Suppose that for real $x,y \ge 1$ we have the inequality $x/\log x \le y/\log 2$. Then the inequality $$ x \le (2/\log 2)y\log y + c $$ appears to hold for some constant $c$.
What is the smallest such $c$?
I would also accept an argument that no such constant exists. Depending on how I pose this to Wolfram Alpha, it returns different answers: it seems to sometimes use the wrong branch of the Lambert W function.

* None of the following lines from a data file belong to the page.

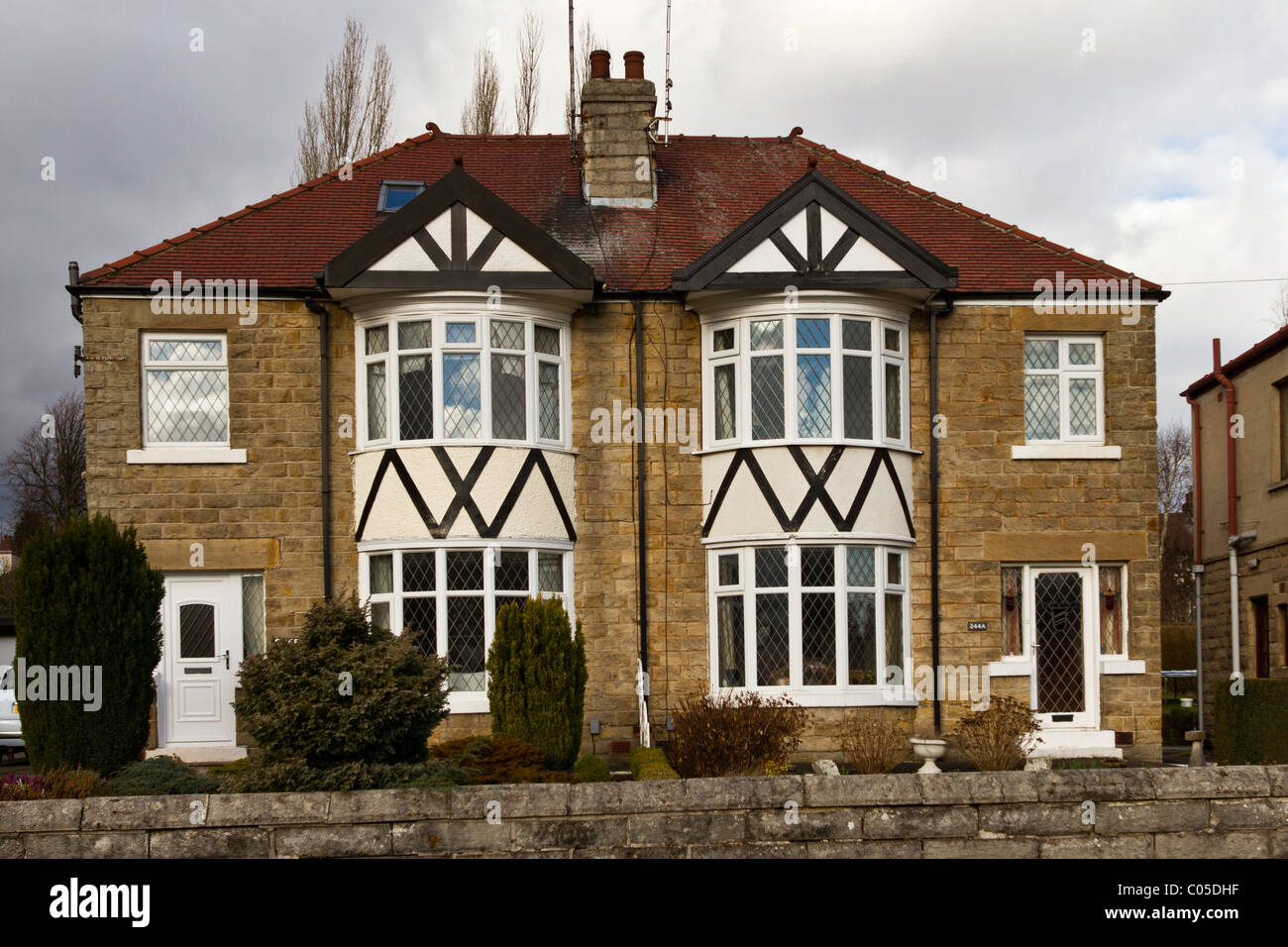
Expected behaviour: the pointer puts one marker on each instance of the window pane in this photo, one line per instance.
(511, 571)
(509, 398)
(896, 672)
(812, 334)
(858, 397)
(773, 661)
(546, 341)
(506, 335)
(196, 630)
(772, 567)
(818, 639)
(1013, 611)
(726, 401)
(818, 566)
(730, 646)
(377, 341)
(894, 401)
(767, 397)
(1082, 354)
(767, 334)
(415, 397)
(814, 395)
(861, 567)
(1111, 609)
(417, 571)
(550, 571)
(462, 333)
(464, 570)
(377, 407)
(187, 406)
(462, 395)
(728, 570)
(1041, 407)
(857, 334)
(380, 577)
(1082, 406)
(413, 335)
(420, 620)
(862, 637)
(253, 615)
(548, 401)
(467, 651)
(1041, 354)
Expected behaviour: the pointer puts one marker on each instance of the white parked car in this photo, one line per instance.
(11, 727)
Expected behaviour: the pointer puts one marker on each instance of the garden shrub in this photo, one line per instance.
(591, 768)
(1000, 737)
(1252, 729)
(84, 596)
(537, 680)
(496, 761)
(734, 733)
(160, 776)
(872, 742)
(300, 707)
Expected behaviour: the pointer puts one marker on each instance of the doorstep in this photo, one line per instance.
(200, 754)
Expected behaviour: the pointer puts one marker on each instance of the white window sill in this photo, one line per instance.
(1059, 451)
(185, 455)
(1010, 668)
(1121, 665)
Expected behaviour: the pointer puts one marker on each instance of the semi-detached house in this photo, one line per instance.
(864, 447)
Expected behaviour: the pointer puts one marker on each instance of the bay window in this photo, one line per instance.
(805, 377)
(463, 377)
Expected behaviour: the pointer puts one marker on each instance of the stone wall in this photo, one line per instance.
(1215, 812)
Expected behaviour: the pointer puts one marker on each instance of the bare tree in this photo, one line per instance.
(481, 115)
(588, 42)
(351, 120)
(46, 474)
(531, 42)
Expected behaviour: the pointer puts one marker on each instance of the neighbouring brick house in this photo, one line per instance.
(1239, 428)
(430, 406)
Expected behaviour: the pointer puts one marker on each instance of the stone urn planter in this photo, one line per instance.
(928, 750)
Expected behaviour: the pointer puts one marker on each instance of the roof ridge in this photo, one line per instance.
(223, 219)
(1008, 228)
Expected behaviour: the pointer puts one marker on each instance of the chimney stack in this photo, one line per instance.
(618, 167)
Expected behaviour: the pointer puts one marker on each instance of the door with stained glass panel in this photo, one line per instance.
(1064, 647)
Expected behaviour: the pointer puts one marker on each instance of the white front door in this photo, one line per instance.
(1064, 681)
(201, 651)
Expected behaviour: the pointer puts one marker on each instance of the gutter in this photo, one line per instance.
(323, 368)
(932, 316)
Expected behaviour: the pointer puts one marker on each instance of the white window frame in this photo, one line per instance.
(815, 694)
(1065, 372)
(482, 346)
(462, 701)
(742, 356)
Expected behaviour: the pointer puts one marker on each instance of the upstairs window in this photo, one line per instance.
(1064, 389)
(464, 377)
(184, 389)
(806, 377)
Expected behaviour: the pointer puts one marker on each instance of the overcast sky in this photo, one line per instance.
(1150, 134)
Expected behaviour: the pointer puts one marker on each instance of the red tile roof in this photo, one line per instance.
(706, 188)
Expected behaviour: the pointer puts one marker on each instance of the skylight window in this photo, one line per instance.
(395, 195)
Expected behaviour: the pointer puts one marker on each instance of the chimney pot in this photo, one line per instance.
(599, 60)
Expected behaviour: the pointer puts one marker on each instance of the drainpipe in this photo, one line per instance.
(323, 368)
(932, 316)
(640, 474)
(1197, 567)
(1232, 501)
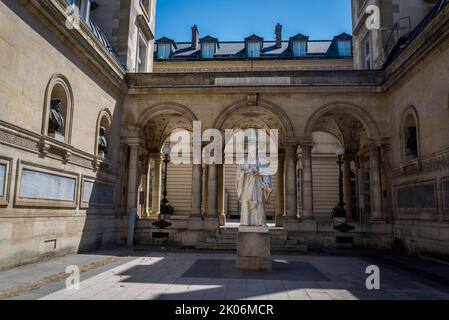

$x/\log(x)$ for $x > 1$ has a minimum value of $e$ at $x=e$, decreasing for $1 < x < e$ and increasing for $e < x < \infty$. Thus if $y < e \log(2)$ there are no solutions to your inequality; if $y \ge e \log(2)$ the solutions form an interval $$ - \frac{y W_{0}(-\log(2)/y)}{\log(2)} \le x \le - \frac{y W_{-1}(-\log(2)/y)}{\log(2)} $$ where $W_{0}$ and $W_{-1}$ are the principal and "$-1$" branches of the Lambert W function. So your claim is that $$- \frac{y W_{-1}(-\log(2)/y)}{\log(2)} < \frac{2 y \log(y)}{\log(2)} + c $$ With $s = \log(2)/y$, this says $$ - W_{-1}(-s) < 2 \ln(\ln(2)/s) + c s $$
Note that both $-W_{-1}(-s)$ and $2 \ln(\ln(2)/s)$ are decreasing on $(0, 1/e)$ with values in $(1,\infty)$, and $x \exp(-x)$ is decreasing on $(1,\infty)$, so this is equivalent to
$$ -W_{-1}(-s) \exp\left(W_{-1}(-s)\right) > ( 2 \ln(\ln(2)/s) + c s ) \exp\left(- 2 \ln(\ln(2)/s) - c s \right) $$ which simplifies to
$$ s > \frac{s^2 e^{-cs}}{\log(2)^2} \left(2 \log(\log(2)) - 2 \log(s) + c s\right)$$
That is certainly true for sufficiently small $s$, since the right side is $O(s^2 |\log(s)|)$ and thus $o(s)$ as $s \to 0+$. We can adjust $c$ to make it true on the rest of the interval.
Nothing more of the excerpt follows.